Dans ces conditions précaires, ton avenir se résume généralement à un simple bout de macadam de quelques mètres carrés, qui pue la crotte de clébard, et qui ne te mènera jamais nulle part.
— Il y a deux "p"… !
— Hein ?!
— Là… sur votre carton mon ami… "J'en apelle à votre bon coeur messieurs dames"… Hé bien… il y a deux "p" au verbe appeller !
— Ah bon… ?! Merci ! Faut pas m'en vouloir j'ai jamais été très bon à l'école ! Sinon plutôt qu'un Bescherelle, dites donc, z'auriez pas plutôt un franc ou deux à m'refiler par hasard… ?!
Le type devant moi n'était pas bien épais. Plutôt d'une espèce taillée à coups de serpe dans une queue de cerise. Mais il en imposait pourtant… Un regard qui vous transperçait telle une lame bleutée en acier trempée.
Et puis ses mains aussi. Fines. Magnifiquement belles…
Des mains comme tu n'en voient pas tous les jours, oh oui, ça tu peux me croire sur parole mon pote ! Des mains que tu sais déjà, et rien qu'en les apercevant pour la première fois toutes les deux, dépassant, toutes fragiles pourtant, des manches d'un pardessus en flanelle, qu'elles vont tout de suite se tendre vers toi et te faire du bien ces mains là. Beaucoup de bien et pour toute ta vie peut-être même…
— Alors… Vous n'avez pas de travail ?
— Mais si ! Bien sur que si ! Je travaille aux impôts ! Là, le trottoir, c'est juste pour me faire un peu de blé en plus… au black !
— Bravo ! C'est bien d'avoir de l'humour… Surtout lorsqu'on se retrouve dans une situation aussi désespérée !
— Désespérée… ?! Mais où voyez-vous du désespoir vous ici… ?! Ça s'voit donc pas que j'baigne dans le bonheur… ?!
Il sort un truc de la poche intérieure de son veston. Et c'est pas du pognon, juste une carte de visite.
— Le bonheur… le bonheur… Ah le bonheur, mon ami... c'est bien beau ! Mais manger à sa faim je crois que ce serait déjà un bon début pour commencer ! Savez-vous ce que disait Jean Giraudoux, que j'ai très bien connu par ailleurs… "Dieu n'a pas prévu le bonheur pour ses créatures : il n'a prévu que des compensations…" ! Bon… écoutez-moi… Si vous désirez vraiment vous en sortir… Hé bien je pense avoir la possibilité de vous aider… !
Il se baisse et me tends la carte, mais je refuse de la prendre…
— M'aider… ? C'est pas un plan foireux au moins… ?! J'vous préviens tout de suite j'suis pas pédé !
— Mais moi non plus mon cher… ! Qu'est-ce que vous allez donc imaginer là voyons ! Non, je recherche simplement quelqu'un comme vous qui me rendrait deux ou trois petits services de temps en temps… Et je suis persuadé que vous feriez l'affaire ! Vous verrez, ce ne sera pas très compliqué, quelques papiers à ranger, un peu de ménage dans mon bureau, et de temps en temps quelques courses chez mon éditeur… et puis j'en profiterai aussi pour vous faire réviser votre grammaire !

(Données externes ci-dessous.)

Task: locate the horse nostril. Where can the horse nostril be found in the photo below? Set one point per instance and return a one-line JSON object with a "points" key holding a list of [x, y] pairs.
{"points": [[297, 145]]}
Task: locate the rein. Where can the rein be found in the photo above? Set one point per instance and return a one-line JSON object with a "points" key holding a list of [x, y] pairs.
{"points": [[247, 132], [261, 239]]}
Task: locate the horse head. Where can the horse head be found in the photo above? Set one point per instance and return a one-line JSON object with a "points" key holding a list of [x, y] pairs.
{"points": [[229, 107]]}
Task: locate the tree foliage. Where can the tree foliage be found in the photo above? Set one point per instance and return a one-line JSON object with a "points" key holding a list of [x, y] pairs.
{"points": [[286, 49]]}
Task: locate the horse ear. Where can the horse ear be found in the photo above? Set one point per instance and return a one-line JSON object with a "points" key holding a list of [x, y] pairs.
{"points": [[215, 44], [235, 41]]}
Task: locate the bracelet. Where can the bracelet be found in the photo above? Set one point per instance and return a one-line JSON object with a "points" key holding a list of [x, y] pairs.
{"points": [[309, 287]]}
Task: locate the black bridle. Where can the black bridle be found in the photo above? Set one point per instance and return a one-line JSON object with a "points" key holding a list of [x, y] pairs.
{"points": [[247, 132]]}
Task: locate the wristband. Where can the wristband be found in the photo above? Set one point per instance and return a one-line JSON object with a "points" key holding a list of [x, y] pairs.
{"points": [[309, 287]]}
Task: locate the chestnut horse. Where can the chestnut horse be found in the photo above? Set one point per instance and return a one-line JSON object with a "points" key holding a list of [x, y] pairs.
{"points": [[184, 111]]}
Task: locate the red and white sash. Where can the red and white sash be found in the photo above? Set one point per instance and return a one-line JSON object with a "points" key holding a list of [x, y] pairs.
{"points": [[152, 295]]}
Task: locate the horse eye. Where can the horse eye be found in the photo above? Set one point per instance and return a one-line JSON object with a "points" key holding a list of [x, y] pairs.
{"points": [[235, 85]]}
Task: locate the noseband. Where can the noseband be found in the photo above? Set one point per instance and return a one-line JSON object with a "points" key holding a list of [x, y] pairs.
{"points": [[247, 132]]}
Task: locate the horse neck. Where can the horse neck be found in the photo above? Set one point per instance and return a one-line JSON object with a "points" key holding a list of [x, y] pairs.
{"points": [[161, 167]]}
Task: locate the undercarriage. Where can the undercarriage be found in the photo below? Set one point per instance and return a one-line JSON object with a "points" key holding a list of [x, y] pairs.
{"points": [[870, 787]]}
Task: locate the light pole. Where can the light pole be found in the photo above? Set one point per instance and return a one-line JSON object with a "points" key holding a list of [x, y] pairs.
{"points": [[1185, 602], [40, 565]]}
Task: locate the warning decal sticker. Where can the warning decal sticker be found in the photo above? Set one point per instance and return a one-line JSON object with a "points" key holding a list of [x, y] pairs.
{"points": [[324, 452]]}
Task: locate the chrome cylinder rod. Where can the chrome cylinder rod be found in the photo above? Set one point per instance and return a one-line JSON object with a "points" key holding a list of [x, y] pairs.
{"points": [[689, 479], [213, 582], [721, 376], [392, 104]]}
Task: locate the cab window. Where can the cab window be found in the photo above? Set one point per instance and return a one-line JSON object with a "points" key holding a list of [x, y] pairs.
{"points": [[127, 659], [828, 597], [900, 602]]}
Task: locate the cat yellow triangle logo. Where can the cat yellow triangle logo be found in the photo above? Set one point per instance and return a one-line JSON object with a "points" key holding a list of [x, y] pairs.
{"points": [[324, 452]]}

— De la grammaire… ? Vous voulez m'embaucher pour que j'apprenne la grammaire ?!
— Mais non, pas du tout ! Disons que cela serait simplement une façon de… tiens… disons de nous changer un peu les idées ensemble !
— Et ça serait bien payé vot' boulot… ?
— Je ne sais pas… Mais je pense que oui !
— Comment ça je pense que oui… ?! Mais moi j'veux pas être exploité mon vieux ! On doit se mettre d'accord avant sur le salaire… On ne peut pas faire n'importe quoi vous savez de nos jours car je sais très bien qu'il y a un minimum syndical à respecter maintenant lorsqu'on embauche quelqu'un !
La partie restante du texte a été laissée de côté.